The results of this work were of the same to many studies reporting that IL-6 and IL-10 levels in patients with severe sepsis were different between survivor and non-survivor [13, 3739]. However, this work was the first to show that rather than mortality, IL-6 level was more related with septic shock. Compared with septic shock, IL-10 level was more related with mortality. More studies are needed to confirm these two observations.

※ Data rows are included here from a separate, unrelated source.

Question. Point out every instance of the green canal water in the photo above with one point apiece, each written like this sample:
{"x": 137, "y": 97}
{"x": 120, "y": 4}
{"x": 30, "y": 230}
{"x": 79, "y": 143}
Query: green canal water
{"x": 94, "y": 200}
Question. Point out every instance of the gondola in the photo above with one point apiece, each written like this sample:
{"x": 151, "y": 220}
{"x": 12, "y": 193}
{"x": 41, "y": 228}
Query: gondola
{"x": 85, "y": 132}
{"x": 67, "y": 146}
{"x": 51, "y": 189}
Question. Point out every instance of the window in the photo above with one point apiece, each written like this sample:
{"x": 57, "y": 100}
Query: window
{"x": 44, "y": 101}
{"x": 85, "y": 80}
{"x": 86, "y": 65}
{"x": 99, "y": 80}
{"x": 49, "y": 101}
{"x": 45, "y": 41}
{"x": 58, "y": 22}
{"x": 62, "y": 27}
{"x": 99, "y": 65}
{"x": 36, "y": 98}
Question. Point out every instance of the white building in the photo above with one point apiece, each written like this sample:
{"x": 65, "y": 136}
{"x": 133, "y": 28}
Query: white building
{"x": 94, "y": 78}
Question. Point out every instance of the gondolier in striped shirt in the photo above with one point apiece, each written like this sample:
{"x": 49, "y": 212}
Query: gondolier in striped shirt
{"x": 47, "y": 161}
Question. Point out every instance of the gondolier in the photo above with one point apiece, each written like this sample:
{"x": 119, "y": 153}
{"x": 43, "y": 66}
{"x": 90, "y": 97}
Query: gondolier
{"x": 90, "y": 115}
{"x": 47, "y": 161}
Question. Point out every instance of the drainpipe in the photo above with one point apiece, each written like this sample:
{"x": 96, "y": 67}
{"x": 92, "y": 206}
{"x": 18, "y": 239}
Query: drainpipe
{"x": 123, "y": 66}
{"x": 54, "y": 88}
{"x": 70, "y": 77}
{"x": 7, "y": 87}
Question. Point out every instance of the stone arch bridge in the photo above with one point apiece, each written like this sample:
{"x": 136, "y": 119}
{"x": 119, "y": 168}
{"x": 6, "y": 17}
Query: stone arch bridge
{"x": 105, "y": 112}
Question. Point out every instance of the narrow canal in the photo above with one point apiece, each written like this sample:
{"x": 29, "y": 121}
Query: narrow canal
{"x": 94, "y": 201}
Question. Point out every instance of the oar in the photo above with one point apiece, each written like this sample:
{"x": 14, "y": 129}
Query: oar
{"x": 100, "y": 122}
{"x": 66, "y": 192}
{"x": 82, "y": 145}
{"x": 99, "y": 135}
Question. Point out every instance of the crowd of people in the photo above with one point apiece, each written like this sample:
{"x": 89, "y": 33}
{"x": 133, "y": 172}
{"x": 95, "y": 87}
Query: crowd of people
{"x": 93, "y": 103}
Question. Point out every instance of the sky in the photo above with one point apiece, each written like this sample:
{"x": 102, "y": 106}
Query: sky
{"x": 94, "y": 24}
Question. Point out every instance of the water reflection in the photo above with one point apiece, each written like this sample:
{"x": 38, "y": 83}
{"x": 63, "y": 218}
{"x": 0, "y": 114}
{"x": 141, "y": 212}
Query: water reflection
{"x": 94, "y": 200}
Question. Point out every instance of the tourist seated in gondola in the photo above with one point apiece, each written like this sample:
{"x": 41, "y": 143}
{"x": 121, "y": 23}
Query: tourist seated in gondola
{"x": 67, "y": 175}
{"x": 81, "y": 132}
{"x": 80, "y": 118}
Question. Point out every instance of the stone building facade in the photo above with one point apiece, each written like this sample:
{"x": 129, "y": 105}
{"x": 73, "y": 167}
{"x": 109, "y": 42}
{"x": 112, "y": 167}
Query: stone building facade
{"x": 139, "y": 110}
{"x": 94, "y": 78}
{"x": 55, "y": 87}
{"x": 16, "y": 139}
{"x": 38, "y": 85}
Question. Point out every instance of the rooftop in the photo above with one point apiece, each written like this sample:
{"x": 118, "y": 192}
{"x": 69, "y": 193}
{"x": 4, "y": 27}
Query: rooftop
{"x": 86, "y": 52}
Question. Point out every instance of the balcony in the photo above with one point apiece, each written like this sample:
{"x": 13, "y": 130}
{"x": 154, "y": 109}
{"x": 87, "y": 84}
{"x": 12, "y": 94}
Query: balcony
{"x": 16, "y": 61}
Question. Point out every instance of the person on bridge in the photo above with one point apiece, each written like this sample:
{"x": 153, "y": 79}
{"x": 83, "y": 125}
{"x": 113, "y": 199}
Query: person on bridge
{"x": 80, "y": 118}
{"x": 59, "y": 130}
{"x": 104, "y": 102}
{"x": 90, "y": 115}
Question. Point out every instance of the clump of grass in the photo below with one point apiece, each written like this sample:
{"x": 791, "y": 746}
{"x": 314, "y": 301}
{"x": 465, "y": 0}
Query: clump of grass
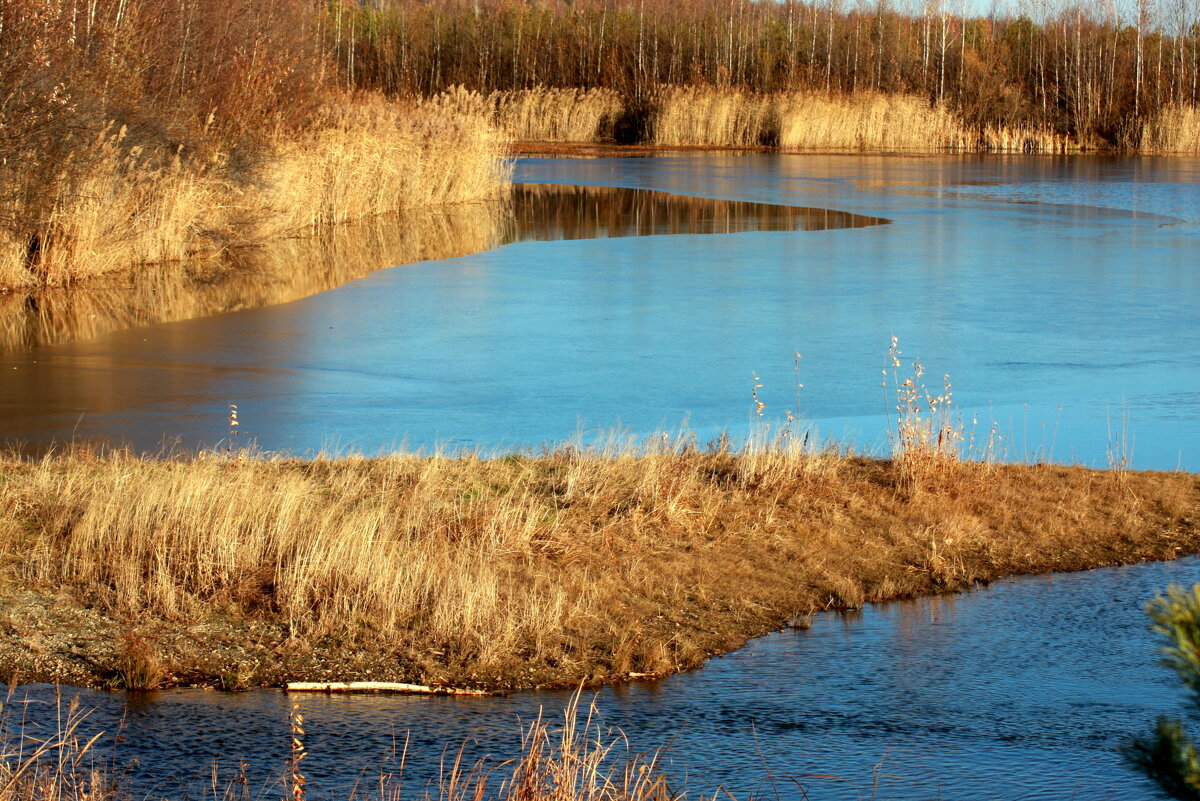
{"x": 138, "y": 664}
{"x": 928, "y": 434}
{"x": 58, "y": 765}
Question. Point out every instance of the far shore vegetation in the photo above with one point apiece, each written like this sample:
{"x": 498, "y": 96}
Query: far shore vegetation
{"x": 139, "y": 132}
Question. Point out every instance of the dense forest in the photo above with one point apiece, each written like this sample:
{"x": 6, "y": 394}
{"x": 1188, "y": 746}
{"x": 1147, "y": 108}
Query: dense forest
{"x": 1092, "y": 72}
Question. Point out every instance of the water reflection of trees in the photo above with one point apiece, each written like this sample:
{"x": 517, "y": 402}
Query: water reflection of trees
{"x": 293, "y": 269}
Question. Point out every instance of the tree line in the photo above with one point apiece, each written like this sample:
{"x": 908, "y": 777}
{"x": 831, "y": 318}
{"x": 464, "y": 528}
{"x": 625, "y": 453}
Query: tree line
{"x": 1092, "y": 72}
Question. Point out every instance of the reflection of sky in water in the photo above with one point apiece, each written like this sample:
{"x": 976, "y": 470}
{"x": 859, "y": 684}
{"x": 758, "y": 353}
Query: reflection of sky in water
{"x": 1023, "y": 690}
{"x": 1177, "y": 200}
{"x": 1059, "y": 321}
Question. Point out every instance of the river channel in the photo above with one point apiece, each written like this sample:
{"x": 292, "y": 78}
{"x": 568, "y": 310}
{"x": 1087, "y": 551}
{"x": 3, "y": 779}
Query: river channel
{"x": 1024, "y": 690}
{"x": 1059, "y": 295}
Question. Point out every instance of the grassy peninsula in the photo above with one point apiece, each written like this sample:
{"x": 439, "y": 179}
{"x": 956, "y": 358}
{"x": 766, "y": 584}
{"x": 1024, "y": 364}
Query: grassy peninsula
{"x": 532, "y": 570}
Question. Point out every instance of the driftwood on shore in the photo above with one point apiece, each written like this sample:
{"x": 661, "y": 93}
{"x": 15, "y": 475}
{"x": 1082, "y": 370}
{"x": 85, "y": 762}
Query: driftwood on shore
{"x": 377, "y": 686}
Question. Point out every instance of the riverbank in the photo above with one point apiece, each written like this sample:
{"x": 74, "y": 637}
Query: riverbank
{"x": 517, "y": 572}
{"x": 142, "y": 137}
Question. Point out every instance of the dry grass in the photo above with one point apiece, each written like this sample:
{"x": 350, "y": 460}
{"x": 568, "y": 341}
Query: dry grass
{"x": 735, "y": 118}
{"x": 574, "y": 565}
{"x": 691, "y": 115}
{"x": 118, "y": 206}
{"x": 877, "y": 121}
{"x": 541, "y": 114}
{"x": 375, "y": 157}
{"x": 579, "y": 759}
{"x": 55, "y": 765}
{"x": 1175, "y": 130}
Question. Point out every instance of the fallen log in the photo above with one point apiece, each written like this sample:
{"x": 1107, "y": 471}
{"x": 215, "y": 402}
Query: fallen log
{"x": 377, "y": 686}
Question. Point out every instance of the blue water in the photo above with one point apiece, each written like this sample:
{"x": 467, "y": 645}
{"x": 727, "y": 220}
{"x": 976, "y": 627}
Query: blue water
{"x": 1020, "y": 691}
{"x": 1059, "y": 294}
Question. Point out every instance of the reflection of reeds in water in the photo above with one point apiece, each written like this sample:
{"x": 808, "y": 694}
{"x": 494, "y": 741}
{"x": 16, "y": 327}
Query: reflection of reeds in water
{"x": 245, "y": 278}
{"x": 298, "y": 267}
{"x": 556, "y": 212}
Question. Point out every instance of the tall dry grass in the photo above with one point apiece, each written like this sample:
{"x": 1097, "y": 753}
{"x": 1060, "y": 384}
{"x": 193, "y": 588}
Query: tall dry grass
{"x": 250, "y": 277}
{"x": 123, "y": 206}
{"x": 696, "y": 115}
{"x": 540, "y": 114}
{"x": 54, "y": 765}
{"x": 373, "y": 157}
{"x": 877, "y": 121}
{"x": 1174, "y": 130}
{"x": 571, "y": 565}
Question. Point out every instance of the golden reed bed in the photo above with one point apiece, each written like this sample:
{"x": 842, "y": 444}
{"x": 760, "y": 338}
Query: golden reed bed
{"x": 567, "y": 566}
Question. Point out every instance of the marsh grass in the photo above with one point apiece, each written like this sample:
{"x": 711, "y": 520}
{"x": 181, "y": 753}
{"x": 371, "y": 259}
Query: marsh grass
{"x": 251, "y": 277}
{"x": 573, "y": 564}
{"x": 1175, "y": 130}
{"x": 53, "y": 765}
{"x": 705, "y": 115}
{"x": 123, "y": 206}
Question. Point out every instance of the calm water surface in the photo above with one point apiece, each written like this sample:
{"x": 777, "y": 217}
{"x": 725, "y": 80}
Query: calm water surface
{"x": 1059, "y": 294}
{"x": 1019, "y": 691}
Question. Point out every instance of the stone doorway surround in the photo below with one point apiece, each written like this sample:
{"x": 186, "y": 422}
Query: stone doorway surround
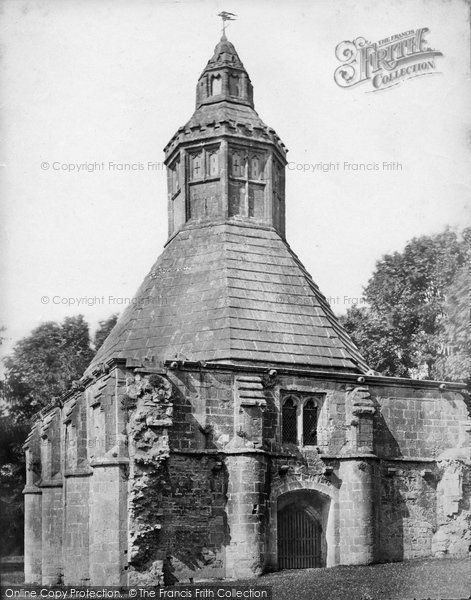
{"x": 320, "y": 502}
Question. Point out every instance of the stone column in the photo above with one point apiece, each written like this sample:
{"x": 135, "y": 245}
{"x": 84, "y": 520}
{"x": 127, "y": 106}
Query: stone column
{"x": 52, "y": 521}
{"x": 246, "y": 509}
{"x": 33, "y": 510}
{"x": 356, "y": 507}
{"x": 108, "y": 522}
{"x": 33, "y": 534}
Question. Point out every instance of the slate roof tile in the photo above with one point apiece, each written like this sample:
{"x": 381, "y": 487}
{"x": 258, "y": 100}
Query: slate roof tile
{"x": 231, "y": 292}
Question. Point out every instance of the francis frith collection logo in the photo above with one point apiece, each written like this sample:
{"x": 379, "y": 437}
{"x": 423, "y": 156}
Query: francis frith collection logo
{"x": 385, "y": 63}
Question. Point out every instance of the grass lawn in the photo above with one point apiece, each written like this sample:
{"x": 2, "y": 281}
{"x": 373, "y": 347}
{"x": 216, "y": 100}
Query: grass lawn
{"x": 419, "y": 579}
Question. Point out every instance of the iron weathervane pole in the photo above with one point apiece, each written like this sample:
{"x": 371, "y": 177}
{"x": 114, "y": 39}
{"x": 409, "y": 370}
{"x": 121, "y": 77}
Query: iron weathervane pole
{"x": 226, "y": 16}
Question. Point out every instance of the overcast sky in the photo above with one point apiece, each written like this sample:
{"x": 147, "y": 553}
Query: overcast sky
{"x": 111, "y": 81}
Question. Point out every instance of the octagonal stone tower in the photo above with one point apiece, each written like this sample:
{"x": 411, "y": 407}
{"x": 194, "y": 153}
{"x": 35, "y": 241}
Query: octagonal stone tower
{"x": 228, "y": 425}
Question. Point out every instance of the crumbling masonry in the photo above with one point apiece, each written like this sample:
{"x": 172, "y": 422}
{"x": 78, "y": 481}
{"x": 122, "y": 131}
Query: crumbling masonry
{"x": 228, "y": 425}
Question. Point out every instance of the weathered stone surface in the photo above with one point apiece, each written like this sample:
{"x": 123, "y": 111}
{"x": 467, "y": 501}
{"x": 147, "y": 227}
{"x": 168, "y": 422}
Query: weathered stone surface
{"x": 177, "y": 457}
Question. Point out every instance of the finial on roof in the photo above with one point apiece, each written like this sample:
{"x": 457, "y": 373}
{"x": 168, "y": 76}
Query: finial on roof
{"x": 226, "y": 16}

There are two limitations in this work. First, the time of blood sampling may be a factor influencing cytokine levels especially after fluid resuscitation. Because this was an observing study under the standard treatment, investigators could not delay the essential resuscitation just for blood sampling. All patients received fluid replacement before blood sampling on day 1. Compared with healthy controls, fluid resuscitation might also lower IL-12 and TGF-β1 levels in certain patient sub-groups. Second, the treatment of severe sepsis might not be adequate and equal. Surviving Sepsis Campaign guidelines for management of severe sepsis and septic shock were first brought up in 2004 March [40]. The treatment protocol of severe sepsis in our ICU had been set up with consensus since 2006. These two limitations might influence the results to a certain degree.

In conclusion, we successfully demonstrated and confirmed that IL-6 and IL-10 were two important cytokines in severe sepsis by a time-course model. From the results of regression analysis, IL-6 was relatively more associated with septic shock and IL-10 was relatively more associated with mortality.